“One of the most powerful examples of what I did was when I met with the Navajo Nation in New Mexico. I spent a year and a half flying back and forth there and I met with a committee and asked them how we can help their nation. They said, ‘don’t take our young people from us.’ That was a flashbulb moment in my life,” Cook said. “As a small community, just as the Navajo Nation, we don’t want our young people to leave and go somewhere else. We’re trying to assist the Baldwin County school system in preparing young people to graduate and have a choice to go to college or work, or do both.”
Her life journey eventually led her to cross paths with the former Georgia College director of Grants Proposal Development and Special Projects, Linda Watson-Kaufman. Cook began a part-time position as the Work Ready instructor for the YES program in 2008.
“I got to work directly with high school students. I became a program assistant soon after and then the education coordinator at the high school. I took on the full-time position three years ago,” she said. “As the education coordinator, I took the YES program that was failing with only about 20 students, to now having 104 students.
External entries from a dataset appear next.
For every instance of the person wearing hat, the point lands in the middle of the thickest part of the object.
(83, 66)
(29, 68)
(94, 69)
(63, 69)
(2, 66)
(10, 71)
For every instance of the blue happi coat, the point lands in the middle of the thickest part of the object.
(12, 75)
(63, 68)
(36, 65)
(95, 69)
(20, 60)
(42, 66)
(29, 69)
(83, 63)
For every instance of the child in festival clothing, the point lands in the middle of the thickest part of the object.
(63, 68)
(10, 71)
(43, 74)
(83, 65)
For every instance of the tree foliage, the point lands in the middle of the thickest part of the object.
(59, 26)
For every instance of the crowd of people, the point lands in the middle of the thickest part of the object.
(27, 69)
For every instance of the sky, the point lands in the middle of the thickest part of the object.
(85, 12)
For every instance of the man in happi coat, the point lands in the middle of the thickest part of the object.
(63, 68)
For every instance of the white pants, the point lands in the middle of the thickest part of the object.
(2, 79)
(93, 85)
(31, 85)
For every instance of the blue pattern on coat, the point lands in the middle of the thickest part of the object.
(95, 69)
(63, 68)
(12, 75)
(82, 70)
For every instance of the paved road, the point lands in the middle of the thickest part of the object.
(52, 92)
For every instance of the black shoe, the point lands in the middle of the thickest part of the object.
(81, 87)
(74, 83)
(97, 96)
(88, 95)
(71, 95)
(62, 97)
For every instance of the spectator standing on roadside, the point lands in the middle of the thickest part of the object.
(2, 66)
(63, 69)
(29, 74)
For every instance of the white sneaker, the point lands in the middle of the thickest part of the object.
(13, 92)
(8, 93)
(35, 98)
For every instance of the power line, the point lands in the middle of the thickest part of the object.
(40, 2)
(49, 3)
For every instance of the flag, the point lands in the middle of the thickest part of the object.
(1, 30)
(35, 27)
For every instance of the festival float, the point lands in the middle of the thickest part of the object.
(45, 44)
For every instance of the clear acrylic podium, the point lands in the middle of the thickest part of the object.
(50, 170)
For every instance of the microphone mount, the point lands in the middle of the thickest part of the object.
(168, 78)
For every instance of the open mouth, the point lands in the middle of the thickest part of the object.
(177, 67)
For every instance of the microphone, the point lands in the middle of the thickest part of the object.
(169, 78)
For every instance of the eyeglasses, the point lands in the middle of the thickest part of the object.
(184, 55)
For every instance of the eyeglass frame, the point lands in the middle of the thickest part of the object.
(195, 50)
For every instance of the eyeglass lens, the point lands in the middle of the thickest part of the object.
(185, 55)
The other YES programs already had a sense of family and now the Baldwin High School YES program has it too.”
Kaufman retired as the director of after school achievement and Cook officially filled the position Sept. 16.
“It was bittersweet for me when I was asked to think about applying for the directors job because I knew I would have big shoes to fill and I knew I would be leaving students that I think of as my own children,” Cook said. “I love each and every one of those kids at the high school.”